Chapel Royal, release Pelham Humfrey: Sacred Choral Music
The choristers of HM Chapel Royal James’s Palace, who are all educated at CLS, have released 'Pelham Humfrey: Sacred Choral Music'. Here, Joseph McHardy, Director of Music, HM Chapel Royal, St James's Palace, explains in details how the recording came about, along with its history:
"Pelham Humfrey (1647–1674) was one of the pupils’ and one of my predecessors, being first a Child (as it's known) and then Director of the Chapel Royal in the reign of Charles II. He was also the first of the post-Restoration (the Chapel was revived in 1660) choristers to mature into a composer. He was given money to travel to France to absorb the style of Chapel music there – Charles II wanted a court that could rival in the splendour that of his cousin Louis XIV. Humfrey returned (quite arrogant, according to Pepys’s diary) from France and set about writing music for the Chapel services. What was really obviously French about it all was that there were string instruments playing in the pieces, as well as voices. Humfrey was not the first Chapel Royal composer to do this, but he was the first one to do it well, blazing a trail for Purcell and Handel in later generations. What’s exciting about this repertoire is that the notes on the page are just the start – you have to do loads of detective work.
We wanted to explore how the music might have sounded if you fill in the blanks a bit. To explain that, you need to accept that European classical music until the mid 19th Century expected and relied on the performers to add their own improvised ornaments to the written score. If you look at 17th and 18th C scores, they’re really light on detail – almost skeletons really.

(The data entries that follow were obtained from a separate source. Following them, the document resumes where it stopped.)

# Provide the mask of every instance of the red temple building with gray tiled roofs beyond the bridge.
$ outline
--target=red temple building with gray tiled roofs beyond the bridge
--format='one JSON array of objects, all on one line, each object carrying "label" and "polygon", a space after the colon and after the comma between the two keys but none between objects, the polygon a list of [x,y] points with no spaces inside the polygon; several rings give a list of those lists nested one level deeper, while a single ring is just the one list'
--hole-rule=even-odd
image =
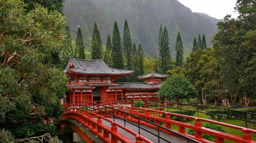
[{"label": "red temple building with gray tiled roofs beyond the bridge", "polygon": [[145,82],[115,83],[116,79],[133,74],[133,70],[113,69],[103,60],[80,60],[70,58],[64,71],[69,90],[61,103],[75,101],[103,102],[112,100],[156,100],[162,79],[168,75],[149,73],[139,76]]}]

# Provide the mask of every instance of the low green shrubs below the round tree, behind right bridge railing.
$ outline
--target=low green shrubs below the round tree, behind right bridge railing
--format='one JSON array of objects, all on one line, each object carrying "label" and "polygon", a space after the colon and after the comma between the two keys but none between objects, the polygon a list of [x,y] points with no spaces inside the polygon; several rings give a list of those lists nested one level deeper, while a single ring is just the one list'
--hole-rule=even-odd
[{"label": "low green shrubs below the round tree, behind right bridge railing", "polygon": [[[177,113],[177,114],[181,114],[181,115],[186,115],[186,116],[194,116],[196,111],[193,111],[195,109],[187,109],[187,110],[180,110],[180,109],[167,109],[165,108],[163,111],[165,112],[172,112],[172,113]],[[165,118],[165,114],[162,115],[163,118]],[[184,120],[184,117],[179,117],[179,116],[173,116],[173,115],[170,115],[170,118],[172,120],[176,120],[176,121],[183,121]]]}]

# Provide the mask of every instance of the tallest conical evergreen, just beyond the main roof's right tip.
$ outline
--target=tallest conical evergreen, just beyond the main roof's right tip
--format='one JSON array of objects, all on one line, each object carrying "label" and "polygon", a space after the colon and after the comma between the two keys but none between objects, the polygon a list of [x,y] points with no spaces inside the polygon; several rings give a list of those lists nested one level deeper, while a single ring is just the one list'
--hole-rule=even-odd
[{"label": "tallest conical evergreen, just beyond the main roof's right tip", "polygon": [[127,24],[127,20],[125,19],[124,28],[123,28],[123,54],[126,60],[125,69],[132,69],[132,39],[129,31],[129,27]]}]

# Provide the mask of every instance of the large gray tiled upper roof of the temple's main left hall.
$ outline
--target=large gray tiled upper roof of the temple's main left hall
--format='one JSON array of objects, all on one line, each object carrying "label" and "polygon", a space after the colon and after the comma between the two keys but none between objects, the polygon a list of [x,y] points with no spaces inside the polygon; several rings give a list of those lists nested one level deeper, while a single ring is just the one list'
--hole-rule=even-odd
[{"label": "large gray tiled upper roof of the temple's main left hall", "polygon": [[130,75],[134,71],[110,68],[101,59],[81,60],[70,58],[69,64],[64,72],[75,72],[82,74]]}]

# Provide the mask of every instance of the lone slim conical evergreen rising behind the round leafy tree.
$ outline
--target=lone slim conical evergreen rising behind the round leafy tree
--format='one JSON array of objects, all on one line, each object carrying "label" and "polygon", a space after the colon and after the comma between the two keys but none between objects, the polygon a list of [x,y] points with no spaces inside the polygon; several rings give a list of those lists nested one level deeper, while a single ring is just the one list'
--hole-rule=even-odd
[{"label": "lone slim conical evergreen rising behind the round leafy tree", "polygon": [[182,44],[180,33],[178,33],[177,35],[175,49],[177,51],[175,66],[182,67],[183,66],[183,44]]}]

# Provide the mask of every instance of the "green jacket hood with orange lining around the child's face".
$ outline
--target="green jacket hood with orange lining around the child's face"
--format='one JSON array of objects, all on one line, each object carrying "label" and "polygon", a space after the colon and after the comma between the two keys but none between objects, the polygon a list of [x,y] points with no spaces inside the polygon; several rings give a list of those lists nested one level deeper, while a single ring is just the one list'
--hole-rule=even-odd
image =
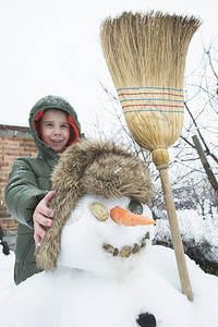
[{"label": "green jacket hood with orange lining around the child's face", "polygon": [[49,95],[39,99],[35,104],[35,106],[31,110],[29,119],[28,119],[31,133],[34,137],[38,152],[43,155],[46,154],[46,156],[50,157],[53,156],[53,150],[39,138],[36,131],[36,121],[38,121],[41,118],[46,109],[60,109],[65,111],[69,114],[69,123],[71,125],[71,131],[72,131],[69,145],[80,140],[81,125],[77,120],[77,114],[75,110],[62,97]]}]

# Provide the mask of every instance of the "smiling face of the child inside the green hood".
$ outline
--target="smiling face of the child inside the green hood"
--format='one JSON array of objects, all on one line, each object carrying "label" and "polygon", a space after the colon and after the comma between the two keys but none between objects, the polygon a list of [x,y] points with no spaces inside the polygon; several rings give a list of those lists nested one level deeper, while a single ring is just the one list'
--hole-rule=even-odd
[{"label": "smiling face of the child inside the green hood", "polygon": [[47,109],[40,120],[39,136],[55,152],[62,153],[70,138],[68,113],[58,109]]}]

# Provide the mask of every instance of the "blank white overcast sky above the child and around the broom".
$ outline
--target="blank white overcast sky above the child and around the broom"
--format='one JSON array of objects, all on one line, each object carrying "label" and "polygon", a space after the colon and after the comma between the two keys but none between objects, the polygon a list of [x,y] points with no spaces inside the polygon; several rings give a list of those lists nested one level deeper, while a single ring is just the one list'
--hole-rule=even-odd
[{"label": "blank white overcast sky above the child and around the broom", "polygon": [[191,43],[192,69],[218,31],[216,0],[0,0],[0,123],[27,125],[35,102],[46,95],[64,97],[82,122],[100,114],[102,90],[113,90],[99,43],[108,15],[161,10],[193,14],[203,25]]}]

So we wanted to know what kind of vocal decorations the Chapel Royal might have added to this music when it was fresh on the page in front of them. We looked at, and practised vocal ornaments from the singing instructionals produced around the time that we knew were around in London and/or Paris and used them to inform our approach.
We also gathered an amazing group of string players, who are experts in this kind of music and are playing on instruments from the time or close copies of them. The viola we used is the earliest surviving viola to be made in England (c 1640) and had only just come out of restoration in time for the recording. Previously, it had been hanging in a barn in Canada! The sessions took place between 27-29 Jan last year.
We chose three big anthems with strings, almost cantatas, and put between them some of the more reserved music Humfrey wrote, albeit with lots of improvisatory ornaments!"
The piece has been reviewed in various papers with glowing comments such as: "we bring a new sense of style to the music of this period" and The Times saying they were "luxuriously ornamented". Congratulations!
We chose three big anthems with strings, almost cantatas, and put between them some of the more reserved music Humfrey wrote.